I found a tip might be useful for PDF-XChange Editor Plus users to know, so I will share.
I frequently scan and capture books for digitization, trimming only the page numbers, using OCR to recognize the text, and using my custom script to check for page omissions and duplicates. This work is done by using OCR to recognize the characters and to check for page omissions or duplications. This process is based on the premise that the character recognition by OCR is absolutely reliable. However, I have found that when I specify a Western language such as English, German, or French as the OCR language for EOCR (FineReader), there are significant omissions, especially for single-digit numbers. In this case, when Japanese is specified as the OCR language, it is recognized correctly without any omissions.
In this forum, I have often reported issues that occurs with Japanese while it works correctly with Western languages, but this is a rare case of the opposite pattern. I believe that the idea of specifying Japanese is not likely to occur to Westerners. Incidentally, if you use the normal Tesseract OCR engine, which is not EOCR, it will works correctly even if you specify English as the OCR language.
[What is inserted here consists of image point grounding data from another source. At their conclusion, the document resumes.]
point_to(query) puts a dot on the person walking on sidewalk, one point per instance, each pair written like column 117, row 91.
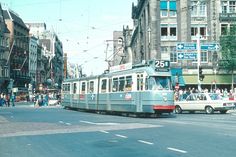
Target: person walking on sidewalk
column 7, row 100
column 13, row 97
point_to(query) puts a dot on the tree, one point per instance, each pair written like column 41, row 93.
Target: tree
column 228, row 52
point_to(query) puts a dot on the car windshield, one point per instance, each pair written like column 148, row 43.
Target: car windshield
column 159, row 82
column 214, row 96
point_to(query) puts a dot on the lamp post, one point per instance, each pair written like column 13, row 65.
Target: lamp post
column 198, row 62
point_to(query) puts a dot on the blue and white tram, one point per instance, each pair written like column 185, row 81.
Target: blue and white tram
column 132, row 89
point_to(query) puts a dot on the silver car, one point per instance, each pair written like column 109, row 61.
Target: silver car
column 208, row 102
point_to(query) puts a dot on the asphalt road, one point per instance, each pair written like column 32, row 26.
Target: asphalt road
column 48, row 132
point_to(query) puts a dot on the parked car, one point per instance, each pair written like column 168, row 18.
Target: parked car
column 208, row 102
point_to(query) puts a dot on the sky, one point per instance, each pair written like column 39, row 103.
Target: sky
column 83, row 26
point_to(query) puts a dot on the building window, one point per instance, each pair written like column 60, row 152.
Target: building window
column 224, row 7
column 168, row 8
column 194, row 31
column 198, row 8
column 172, row 31
column 203, row 56
column 164, row 32
column 224, row 29
column 201, row 29
column 168, row 32
column 173, row 54
column 232, row 6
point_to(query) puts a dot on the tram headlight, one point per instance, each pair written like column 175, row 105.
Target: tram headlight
column 165, row 98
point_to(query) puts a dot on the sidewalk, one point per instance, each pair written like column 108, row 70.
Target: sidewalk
column 31, row 104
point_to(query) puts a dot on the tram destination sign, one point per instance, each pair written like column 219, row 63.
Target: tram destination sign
column 162, row 65
column 187, row 55
column 193, row 46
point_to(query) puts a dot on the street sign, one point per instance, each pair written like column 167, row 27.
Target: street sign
column 193, row 46
column 210, row 47
column 187, row 55
column 186, row 46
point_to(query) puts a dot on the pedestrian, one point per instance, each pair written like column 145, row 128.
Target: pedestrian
column 13, row 98
column 8, row 100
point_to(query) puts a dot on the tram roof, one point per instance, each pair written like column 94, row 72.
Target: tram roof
column 135, row 69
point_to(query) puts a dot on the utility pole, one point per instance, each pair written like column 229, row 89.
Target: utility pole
column 198, row 61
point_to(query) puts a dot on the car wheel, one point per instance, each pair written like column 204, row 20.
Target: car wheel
column 178, row 109
column 209, row 110
column 223, row 112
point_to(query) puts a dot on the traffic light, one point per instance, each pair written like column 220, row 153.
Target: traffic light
column 201, row 76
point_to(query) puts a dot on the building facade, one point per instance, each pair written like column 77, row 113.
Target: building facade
column 4, row 53
column 159, row 26
column 19, row 52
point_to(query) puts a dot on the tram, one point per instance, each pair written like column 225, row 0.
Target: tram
column 144, row 88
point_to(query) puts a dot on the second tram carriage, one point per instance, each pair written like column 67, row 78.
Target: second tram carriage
column 144, row 88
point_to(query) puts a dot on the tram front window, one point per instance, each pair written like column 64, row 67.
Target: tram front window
column 159, row 82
However, the Tesseract OCR engine is so slow that it is not practical.
Since the recognition rate varies depending on the font used, font size, trimming size, etc., a sample file is attached as an example.
- A blank PDF file of 100 pages in A4 size was created.
- Page numbers are specified at the top center of the header. The font is Times New Roman, the size is 10.0 pt, and the margins are 12.7 mm both top, bottom, left and right.
- Rasterized in monochrome, 600 dpi, CCITT Group 4.
The results show that Japanese is 100% accurate and English has 9 omissions and 5 misrecognitions, as shown in the page numbers below.
- Page number where the omission occurred :
1, 5, 7, 8, 9, 11, 15, 31, 51 - Page number where false recognition occurred :
22, 37, 67, 73, 76
As I mentioned above, if your OCR target is limited to numbers, I recommend you to set the OCR language to Japanese (Modern). For your information, there are two OCR languages: Japanese and Japanese (Modern). As I have posted in this forum before, I recommend Japanese (Modern), which has an improved dictionary.
https://forum.pdf-xchange.com/viewtopic.php?p=158219#p158219
Hoping that the above information will be of some help to you.
Best regards,
rakunavi
- PDF-XChange Editor Plus Version:9.3 build 361.0
- OS Version: Windows 10 Home/Pro 21H2 Build 19044.1706
- PC Model: Lenovo IdeaPad C340-15IWL / HP ProDesk 600G1